I like mine in A good beer batter with a touch of tabasco and dill weed


----------



## sattie (Mar 28, 2008)

The fried green beans I remember from my child hood were the ones that my mom made.  I suppose they were canned green beans (yuck!) fried with bacon... and somehow she managed to get that 'fried' look to them.  Maybe she used fresh and I never realized, but I am definately interested in seeing some recipes!


----------



## kadesma (Mar 28, 2008)

We first had them at our Favorite Chinese place..Wonderful and boy did the kids love them, they love to dunk them in soy sauce...I started doing them here at home..I just buy a box of tempura mix and then add ice water at home..dip in your beans I have used fresh and thawed and dried off frozen ones..Both work well, the frozen cook a little faster..They are yummy.

kadesma


----------



## *amy* (Mar 28, 2008)

MIOguy said:


> I had lunch today at the Paseo Grill in Oklahoma City. The side to my (wonderful) Cuban sandwich was fried green beans. I had never had them and they were just wonderful. The server told me they got theirs frozen and battered from Sysco (sp?) Anyone have a recipe that might copy this? Thanks!!


 
Hi MIOguy. Googled up their menu (hope I found the right one) & noticed they serve their fried green beans w aioli. YUM. Here's an interesting take w beer & lime juice (& a remoulade sauce).

Tulsa World


----------



## suziquzie (Mar 28, 2008)

LOL, my husband used to work for Sysco, still has friends there...
maybe I should order up a box!


----------



## MIOguy (Mar 28, 2008)

Thanks for the help everyone.  Amy, I can't believe I missed the recipe from the Tulsa World!

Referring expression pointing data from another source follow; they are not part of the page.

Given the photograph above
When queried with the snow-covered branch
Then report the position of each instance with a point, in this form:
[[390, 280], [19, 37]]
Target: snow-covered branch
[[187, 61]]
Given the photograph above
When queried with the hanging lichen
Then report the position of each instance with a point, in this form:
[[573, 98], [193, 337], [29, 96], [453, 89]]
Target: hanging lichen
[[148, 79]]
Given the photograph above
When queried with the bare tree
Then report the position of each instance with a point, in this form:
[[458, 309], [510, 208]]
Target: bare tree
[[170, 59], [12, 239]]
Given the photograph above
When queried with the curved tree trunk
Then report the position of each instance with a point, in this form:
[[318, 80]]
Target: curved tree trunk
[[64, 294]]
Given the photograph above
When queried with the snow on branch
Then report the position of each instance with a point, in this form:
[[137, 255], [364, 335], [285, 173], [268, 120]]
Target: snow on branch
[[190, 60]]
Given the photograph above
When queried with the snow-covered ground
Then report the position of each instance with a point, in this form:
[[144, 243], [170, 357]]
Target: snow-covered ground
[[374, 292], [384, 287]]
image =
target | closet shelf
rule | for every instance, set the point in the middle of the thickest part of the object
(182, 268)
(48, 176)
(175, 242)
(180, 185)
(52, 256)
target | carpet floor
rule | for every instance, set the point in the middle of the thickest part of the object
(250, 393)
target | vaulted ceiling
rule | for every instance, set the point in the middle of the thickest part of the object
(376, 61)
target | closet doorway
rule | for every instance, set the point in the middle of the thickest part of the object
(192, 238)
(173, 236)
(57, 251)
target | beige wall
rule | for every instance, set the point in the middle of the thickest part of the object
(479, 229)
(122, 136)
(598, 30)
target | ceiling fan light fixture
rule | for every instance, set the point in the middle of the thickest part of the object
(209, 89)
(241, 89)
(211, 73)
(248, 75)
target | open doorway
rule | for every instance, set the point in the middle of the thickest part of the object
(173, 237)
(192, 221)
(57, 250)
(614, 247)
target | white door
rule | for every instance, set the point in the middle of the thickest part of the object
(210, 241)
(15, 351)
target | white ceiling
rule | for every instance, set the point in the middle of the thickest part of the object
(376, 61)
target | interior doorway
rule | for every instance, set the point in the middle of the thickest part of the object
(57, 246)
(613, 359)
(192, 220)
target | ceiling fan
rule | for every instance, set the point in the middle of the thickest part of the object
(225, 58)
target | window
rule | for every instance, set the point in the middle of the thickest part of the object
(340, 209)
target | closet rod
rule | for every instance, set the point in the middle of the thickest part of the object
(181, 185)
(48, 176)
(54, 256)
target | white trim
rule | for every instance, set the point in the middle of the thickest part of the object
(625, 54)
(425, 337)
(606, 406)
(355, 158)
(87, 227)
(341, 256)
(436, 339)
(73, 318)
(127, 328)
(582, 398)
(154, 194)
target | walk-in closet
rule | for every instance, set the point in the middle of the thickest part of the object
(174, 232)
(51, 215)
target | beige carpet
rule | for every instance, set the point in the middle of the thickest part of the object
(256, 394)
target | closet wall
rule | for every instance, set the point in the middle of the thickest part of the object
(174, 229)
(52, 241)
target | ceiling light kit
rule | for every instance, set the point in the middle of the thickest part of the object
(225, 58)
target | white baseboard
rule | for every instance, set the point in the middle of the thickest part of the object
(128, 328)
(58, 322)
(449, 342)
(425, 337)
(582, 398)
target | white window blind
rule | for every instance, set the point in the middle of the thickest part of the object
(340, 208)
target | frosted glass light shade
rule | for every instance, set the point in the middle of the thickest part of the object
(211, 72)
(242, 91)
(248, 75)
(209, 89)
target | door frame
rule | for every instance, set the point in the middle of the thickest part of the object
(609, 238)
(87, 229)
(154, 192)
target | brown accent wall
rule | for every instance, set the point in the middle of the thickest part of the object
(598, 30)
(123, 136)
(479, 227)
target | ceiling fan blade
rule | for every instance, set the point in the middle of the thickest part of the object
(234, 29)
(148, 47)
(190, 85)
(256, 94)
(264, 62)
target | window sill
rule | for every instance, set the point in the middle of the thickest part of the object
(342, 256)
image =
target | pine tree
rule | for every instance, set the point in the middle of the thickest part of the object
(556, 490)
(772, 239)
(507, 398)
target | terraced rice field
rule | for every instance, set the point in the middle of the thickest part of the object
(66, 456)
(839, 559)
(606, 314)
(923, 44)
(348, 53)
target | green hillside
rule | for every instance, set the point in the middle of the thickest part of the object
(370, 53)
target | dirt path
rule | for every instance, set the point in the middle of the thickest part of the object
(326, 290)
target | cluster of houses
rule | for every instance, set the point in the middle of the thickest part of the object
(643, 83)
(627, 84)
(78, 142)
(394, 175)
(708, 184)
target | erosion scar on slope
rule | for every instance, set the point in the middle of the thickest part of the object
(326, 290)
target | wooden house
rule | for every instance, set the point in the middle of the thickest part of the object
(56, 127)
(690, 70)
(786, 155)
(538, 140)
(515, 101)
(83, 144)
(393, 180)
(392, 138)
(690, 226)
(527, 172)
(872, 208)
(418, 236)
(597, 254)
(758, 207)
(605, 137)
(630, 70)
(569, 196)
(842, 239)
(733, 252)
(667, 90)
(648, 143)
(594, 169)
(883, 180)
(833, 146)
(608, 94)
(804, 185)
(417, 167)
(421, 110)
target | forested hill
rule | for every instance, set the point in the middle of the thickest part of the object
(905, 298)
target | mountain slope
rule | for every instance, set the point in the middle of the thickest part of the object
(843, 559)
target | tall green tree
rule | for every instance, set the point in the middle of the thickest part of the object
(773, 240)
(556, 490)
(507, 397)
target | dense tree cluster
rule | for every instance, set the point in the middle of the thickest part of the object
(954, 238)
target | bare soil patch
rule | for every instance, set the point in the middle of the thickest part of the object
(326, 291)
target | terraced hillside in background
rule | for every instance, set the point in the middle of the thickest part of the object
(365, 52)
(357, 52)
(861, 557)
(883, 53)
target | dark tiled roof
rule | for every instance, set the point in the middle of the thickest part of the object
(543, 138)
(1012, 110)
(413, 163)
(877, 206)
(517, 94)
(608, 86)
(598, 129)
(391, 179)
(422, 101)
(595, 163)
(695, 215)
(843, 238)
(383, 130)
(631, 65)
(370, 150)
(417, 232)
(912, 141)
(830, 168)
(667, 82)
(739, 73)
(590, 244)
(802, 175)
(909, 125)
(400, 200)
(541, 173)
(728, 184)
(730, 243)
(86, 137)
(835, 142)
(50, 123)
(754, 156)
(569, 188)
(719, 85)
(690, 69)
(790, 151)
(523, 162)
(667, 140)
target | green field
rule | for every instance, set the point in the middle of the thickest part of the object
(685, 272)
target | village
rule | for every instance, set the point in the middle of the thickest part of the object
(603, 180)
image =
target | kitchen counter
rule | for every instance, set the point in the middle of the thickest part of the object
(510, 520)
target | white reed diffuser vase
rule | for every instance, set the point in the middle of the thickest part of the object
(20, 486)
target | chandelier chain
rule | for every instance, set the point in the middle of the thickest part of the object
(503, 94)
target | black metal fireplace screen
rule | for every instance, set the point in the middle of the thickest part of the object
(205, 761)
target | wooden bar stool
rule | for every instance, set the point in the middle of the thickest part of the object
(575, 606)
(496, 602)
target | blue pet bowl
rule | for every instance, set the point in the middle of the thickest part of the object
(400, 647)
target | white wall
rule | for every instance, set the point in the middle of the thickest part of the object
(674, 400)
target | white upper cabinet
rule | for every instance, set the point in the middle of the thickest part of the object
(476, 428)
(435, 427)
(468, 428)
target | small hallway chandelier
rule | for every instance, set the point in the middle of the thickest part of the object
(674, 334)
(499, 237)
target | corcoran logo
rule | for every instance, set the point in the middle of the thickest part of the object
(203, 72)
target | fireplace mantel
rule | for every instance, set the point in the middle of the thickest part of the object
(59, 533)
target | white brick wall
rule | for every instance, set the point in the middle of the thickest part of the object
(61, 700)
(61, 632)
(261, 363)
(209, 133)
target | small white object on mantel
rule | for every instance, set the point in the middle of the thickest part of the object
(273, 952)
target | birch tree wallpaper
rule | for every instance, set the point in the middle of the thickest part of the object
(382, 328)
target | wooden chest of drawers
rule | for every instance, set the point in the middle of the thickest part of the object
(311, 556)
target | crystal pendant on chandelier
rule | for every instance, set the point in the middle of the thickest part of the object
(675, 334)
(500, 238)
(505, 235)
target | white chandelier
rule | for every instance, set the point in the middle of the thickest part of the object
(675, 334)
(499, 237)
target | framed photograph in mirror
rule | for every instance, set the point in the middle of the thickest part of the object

I read it every day.  Must have forgotten about it.  That remoulade sauce recipe sounds terrific.


----------



## *amy* (Mar 28, 2008)

MIOguy said:


> Thanks for the help everyone. Amy, I can't believe I missed the recipe from the Tulsa World! I read it every day. Must have forgotten about it. That remoulade sauce recipe sounds terrific.


 
I may need to make this myself REAL soon   Like the idea of serving fried green beans as a side for a sammy, rather than the same old fries.  Thanks for the inspiration.


----------



## Robo410 (Mar 28, 2008)

any batter will work. simplest will be mist with olive oil and roll in seasoned corn meal.  Make a batch of pancake batter but leave out any sweet items and replace with savory. (ie ax the sugar and sprinkle in some garlic powder.)  A beer batter or tempura woul dbe very good too.


----------



## Jeff G. (Mar 29, 2008)

At our little restaurant we ran for years, when we had green beans as a side dish they were held in an electric skillet along with a little bacon for flavor.  As the day wore on, they would slowly fry, wrinkle up and darken.  That is when they were the best!!  They kind of candied in the bacon fat.  

You can pan fry green beans, just fry them slowly for a long time..  VERY tasty.


----------